DeWitt Asks Congress Not to Forget Multifamily in Reforming GSEs

Affordable and workforce housing will be critical in the 2010s

Dees Stribling, Contributing Editor

Washington, D.C.–“The stakes are very high,” Bob DeWitt, National Multi Housing Council secretary, told the House Financial Service Committee this week regarding the future of Fannie Mae and Freddie Mac, particularly their future in multifamily finance. “Currently, the Government Sponsored Enterprises (GSEs) Fannie Mae and Freddie Mac hold $5 trillion in mortgage debt (in securities and portfolio loans). This is equal to nearly 42 percent of the $12 trillion federal debt.”

As Congress mulls over what to do about GSEs and their relation to the mortgage markets, DeWitt stressed that policymakers reforms focusing on single-family mortgages shouldn’t impair the ability of GSEs to support the multifamily mortgage industry.
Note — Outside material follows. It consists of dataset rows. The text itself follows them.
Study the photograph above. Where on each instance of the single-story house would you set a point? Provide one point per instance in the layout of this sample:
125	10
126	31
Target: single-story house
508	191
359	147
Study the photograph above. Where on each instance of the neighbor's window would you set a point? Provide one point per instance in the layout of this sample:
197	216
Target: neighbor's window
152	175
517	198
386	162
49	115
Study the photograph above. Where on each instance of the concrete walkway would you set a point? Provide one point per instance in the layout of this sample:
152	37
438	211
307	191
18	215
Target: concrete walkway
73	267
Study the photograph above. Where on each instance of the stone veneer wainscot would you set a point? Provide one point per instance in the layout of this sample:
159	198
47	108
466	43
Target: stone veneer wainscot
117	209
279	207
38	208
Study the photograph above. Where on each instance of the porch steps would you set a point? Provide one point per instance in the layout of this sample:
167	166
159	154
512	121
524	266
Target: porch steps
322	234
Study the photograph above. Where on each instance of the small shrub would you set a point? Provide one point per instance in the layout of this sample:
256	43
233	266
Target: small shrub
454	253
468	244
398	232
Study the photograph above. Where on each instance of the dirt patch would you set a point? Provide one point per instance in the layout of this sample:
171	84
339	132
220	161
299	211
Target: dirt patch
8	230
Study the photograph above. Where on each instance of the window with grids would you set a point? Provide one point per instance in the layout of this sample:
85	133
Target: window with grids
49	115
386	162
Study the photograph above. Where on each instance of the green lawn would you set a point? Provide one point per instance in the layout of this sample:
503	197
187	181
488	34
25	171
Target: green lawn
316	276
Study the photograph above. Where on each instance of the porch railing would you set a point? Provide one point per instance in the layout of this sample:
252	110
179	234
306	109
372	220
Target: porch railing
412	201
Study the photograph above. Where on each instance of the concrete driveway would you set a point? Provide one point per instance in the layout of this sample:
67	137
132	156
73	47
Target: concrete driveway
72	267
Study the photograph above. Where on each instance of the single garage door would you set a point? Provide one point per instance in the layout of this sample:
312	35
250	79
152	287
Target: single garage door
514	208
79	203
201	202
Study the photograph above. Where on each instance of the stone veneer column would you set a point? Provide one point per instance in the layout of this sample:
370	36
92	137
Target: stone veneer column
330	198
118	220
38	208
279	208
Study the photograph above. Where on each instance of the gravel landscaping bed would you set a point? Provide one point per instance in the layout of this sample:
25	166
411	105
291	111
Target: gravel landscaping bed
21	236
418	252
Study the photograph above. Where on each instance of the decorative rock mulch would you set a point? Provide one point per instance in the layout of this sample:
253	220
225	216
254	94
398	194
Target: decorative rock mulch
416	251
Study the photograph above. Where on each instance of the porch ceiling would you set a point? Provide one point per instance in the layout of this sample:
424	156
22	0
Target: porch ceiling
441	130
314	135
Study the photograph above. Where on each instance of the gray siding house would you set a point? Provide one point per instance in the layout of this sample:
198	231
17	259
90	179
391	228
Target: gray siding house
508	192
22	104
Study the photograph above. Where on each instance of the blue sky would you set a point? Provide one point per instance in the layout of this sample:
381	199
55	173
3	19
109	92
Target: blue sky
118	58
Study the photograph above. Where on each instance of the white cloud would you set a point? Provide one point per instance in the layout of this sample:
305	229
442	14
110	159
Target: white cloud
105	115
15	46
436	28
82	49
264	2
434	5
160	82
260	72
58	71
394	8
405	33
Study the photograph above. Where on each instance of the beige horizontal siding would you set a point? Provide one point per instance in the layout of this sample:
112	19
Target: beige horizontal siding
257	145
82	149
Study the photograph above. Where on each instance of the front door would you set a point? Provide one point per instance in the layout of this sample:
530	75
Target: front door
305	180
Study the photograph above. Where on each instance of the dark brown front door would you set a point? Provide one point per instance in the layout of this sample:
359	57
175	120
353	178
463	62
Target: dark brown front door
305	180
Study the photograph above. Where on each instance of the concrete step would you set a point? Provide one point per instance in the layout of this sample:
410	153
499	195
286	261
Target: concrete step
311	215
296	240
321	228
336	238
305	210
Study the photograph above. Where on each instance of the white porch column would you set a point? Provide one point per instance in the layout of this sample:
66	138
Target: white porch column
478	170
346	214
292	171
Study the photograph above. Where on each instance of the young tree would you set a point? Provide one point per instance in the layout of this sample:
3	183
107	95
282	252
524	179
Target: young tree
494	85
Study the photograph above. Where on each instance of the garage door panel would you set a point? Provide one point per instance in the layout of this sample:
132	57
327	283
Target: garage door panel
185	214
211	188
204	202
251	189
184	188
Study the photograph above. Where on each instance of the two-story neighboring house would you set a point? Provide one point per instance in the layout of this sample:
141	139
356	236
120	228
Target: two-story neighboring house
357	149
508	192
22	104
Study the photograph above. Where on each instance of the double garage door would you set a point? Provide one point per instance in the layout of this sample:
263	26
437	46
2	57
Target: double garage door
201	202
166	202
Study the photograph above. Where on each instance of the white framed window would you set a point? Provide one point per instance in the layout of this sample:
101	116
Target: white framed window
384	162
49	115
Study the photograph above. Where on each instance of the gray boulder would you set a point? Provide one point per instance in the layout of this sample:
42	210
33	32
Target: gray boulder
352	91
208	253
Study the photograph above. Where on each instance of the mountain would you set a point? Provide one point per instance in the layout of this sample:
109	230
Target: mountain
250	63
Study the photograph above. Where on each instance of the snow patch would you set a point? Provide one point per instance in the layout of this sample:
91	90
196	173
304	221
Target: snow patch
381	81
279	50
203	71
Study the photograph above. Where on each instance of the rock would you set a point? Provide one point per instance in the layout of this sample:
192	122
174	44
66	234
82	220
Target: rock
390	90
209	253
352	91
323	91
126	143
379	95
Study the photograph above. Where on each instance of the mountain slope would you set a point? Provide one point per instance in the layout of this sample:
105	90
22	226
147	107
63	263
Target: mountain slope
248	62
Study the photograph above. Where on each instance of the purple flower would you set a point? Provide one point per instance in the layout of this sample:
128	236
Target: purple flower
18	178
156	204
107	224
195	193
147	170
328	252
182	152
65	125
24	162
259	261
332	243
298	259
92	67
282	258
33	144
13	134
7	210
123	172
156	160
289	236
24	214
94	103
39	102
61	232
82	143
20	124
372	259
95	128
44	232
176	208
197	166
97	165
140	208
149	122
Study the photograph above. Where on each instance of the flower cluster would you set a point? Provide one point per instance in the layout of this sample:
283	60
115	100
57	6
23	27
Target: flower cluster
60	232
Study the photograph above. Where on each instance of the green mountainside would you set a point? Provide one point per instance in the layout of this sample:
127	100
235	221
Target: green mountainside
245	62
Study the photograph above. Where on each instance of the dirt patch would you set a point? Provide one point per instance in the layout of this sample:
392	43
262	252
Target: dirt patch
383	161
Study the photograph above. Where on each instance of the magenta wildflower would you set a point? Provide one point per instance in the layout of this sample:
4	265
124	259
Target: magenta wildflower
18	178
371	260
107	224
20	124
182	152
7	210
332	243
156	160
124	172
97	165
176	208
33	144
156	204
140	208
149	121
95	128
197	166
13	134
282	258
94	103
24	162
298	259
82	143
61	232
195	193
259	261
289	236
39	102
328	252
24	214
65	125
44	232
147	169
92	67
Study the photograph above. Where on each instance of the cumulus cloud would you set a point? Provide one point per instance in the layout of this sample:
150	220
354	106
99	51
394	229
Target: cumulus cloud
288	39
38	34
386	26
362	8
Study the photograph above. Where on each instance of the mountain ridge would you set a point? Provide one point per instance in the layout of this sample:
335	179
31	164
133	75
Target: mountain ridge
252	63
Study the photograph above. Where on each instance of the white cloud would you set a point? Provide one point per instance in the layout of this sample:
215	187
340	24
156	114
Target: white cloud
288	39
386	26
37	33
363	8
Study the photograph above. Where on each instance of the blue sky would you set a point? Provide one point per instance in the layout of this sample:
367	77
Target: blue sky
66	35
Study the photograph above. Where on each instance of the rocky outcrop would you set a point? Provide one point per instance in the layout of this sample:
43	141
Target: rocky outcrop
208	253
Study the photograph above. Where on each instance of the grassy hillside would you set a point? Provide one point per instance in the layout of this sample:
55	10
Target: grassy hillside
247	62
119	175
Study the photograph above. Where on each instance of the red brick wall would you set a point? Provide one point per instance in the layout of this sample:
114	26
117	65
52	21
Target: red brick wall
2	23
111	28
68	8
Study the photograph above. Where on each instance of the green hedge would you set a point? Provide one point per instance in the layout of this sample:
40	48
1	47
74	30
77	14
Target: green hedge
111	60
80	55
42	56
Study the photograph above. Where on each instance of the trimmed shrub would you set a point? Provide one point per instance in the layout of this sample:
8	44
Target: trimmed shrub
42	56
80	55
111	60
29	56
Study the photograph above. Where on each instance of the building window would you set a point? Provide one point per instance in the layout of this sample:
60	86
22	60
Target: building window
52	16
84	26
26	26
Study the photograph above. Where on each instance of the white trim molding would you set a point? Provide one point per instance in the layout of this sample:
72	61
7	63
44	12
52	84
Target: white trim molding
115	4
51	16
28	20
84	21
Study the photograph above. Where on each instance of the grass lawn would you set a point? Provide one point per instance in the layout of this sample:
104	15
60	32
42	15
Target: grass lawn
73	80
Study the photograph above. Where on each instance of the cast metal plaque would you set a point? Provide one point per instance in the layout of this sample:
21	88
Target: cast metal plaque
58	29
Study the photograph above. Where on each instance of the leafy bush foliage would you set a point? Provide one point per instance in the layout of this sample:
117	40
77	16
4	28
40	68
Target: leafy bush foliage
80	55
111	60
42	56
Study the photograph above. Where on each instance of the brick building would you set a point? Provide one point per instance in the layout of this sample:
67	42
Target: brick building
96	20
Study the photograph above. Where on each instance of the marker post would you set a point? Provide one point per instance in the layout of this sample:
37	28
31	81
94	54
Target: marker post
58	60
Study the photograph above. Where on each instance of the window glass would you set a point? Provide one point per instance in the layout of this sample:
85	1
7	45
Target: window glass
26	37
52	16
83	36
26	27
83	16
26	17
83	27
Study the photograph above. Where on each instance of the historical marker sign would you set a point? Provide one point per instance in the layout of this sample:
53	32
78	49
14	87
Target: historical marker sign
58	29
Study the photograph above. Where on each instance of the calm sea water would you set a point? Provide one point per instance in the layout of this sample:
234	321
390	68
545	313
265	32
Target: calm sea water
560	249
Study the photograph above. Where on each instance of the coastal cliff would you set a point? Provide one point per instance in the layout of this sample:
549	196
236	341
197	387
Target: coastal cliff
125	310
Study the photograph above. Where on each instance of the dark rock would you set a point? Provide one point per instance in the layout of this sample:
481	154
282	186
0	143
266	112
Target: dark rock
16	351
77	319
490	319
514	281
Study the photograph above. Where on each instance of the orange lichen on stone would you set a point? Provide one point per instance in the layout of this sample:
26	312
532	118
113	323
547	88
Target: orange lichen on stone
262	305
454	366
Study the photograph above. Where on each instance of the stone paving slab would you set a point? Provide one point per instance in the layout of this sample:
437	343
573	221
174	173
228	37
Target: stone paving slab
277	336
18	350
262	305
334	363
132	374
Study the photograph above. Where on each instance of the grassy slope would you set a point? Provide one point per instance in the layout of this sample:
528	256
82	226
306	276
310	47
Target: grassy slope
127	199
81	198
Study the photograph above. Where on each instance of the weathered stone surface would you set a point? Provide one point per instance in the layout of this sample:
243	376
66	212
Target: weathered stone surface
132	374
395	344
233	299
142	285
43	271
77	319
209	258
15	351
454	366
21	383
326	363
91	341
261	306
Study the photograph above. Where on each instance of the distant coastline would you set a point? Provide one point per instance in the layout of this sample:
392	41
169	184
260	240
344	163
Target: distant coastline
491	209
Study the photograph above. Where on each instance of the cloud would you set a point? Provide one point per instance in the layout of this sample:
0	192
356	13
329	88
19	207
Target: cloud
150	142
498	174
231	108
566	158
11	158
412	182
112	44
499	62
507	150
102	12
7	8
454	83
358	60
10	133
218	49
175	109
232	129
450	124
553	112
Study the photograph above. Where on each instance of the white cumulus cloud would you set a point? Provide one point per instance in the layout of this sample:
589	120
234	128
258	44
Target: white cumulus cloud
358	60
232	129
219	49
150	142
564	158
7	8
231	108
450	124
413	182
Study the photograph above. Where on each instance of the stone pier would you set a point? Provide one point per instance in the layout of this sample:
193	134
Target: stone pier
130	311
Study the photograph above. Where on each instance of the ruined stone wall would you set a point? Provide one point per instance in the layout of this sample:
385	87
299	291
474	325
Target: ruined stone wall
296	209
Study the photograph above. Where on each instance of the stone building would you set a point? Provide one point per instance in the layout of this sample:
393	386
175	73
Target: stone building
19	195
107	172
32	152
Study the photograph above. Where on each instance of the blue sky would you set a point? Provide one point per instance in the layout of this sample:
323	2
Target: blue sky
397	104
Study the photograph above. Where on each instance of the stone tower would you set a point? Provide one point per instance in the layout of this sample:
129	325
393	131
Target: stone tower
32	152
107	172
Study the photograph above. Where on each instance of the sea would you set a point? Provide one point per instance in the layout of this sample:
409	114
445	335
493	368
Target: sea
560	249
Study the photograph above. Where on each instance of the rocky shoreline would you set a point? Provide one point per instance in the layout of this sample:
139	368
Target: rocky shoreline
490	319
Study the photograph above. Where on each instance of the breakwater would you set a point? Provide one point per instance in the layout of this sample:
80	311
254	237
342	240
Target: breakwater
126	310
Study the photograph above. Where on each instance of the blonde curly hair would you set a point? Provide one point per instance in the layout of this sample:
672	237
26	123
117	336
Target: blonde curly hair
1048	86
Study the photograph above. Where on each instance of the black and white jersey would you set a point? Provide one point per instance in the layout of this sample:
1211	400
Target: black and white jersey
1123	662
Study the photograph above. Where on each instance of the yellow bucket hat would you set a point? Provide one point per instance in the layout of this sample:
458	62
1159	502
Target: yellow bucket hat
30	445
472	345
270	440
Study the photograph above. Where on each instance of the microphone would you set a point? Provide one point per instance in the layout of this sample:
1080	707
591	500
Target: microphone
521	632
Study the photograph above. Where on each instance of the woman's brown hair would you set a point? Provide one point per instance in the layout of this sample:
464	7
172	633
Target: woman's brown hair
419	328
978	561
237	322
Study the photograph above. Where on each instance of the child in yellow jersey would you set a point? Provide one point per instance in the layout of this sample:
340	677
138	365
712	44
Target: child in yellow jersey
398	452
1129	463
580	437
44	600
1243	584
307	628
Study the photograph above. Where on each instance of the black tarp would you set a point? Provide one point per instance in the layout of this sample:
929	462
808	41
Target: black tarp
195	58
“If I can leave you with one message today, it is that a government-supported secondary market is absolutely critical to the multifamily sector and our industry’s ability to continue to meet the nation’s demand for affordable and workforce housing,” says DeWitt, who is also vice chairman and CEO of GID Investment Advisers L.L.C. “Multifamily may only represent 10 percent on average of the GSEs’ mortgage debt, but they currently provide nearly 90 percent of multifamily mortgage capital.”

The GSEs have come through with financing in good times and bad, and it’s especially important in bad times. “Over the past two years, they have provided $94 billion in mortgage debt to our industry at a time when virtually every other capital source left the market,” he said.

Going forward, the multifamily industry is going to need a healthy mortgage market more than ever, according to DeWitt. “The Harvard University Joint Center for Housing Studies estimates that we already have a shortage of some 5 million units of affordable rental housing,” he notes. “Our industry cannot meet the nation’s current or future housing needs—or refinance the approximately $200 billion in mortgage debt coming due over the next two years—without a fully functioning secondary mortgage market.”

Affordable and workforce housing will be critical in the 2010s, DeWitt says, because the days of pushing the envelope to increase U.S. rates of homeowners are probably gone for good, due to the popping of the residential bubble, and tight new underwriting standards for residential mortgages.

“This is important because the nation is increasingly relying on apartments as fundamental changes in our society are changing the types of housing we need to build,” he told Congress. “Housing expert Professor Arthur Nelson of the University of Utah projects that half of all housing built over the next 10 years will need to be rental housing to meet the dramatically changing landscape of demand.”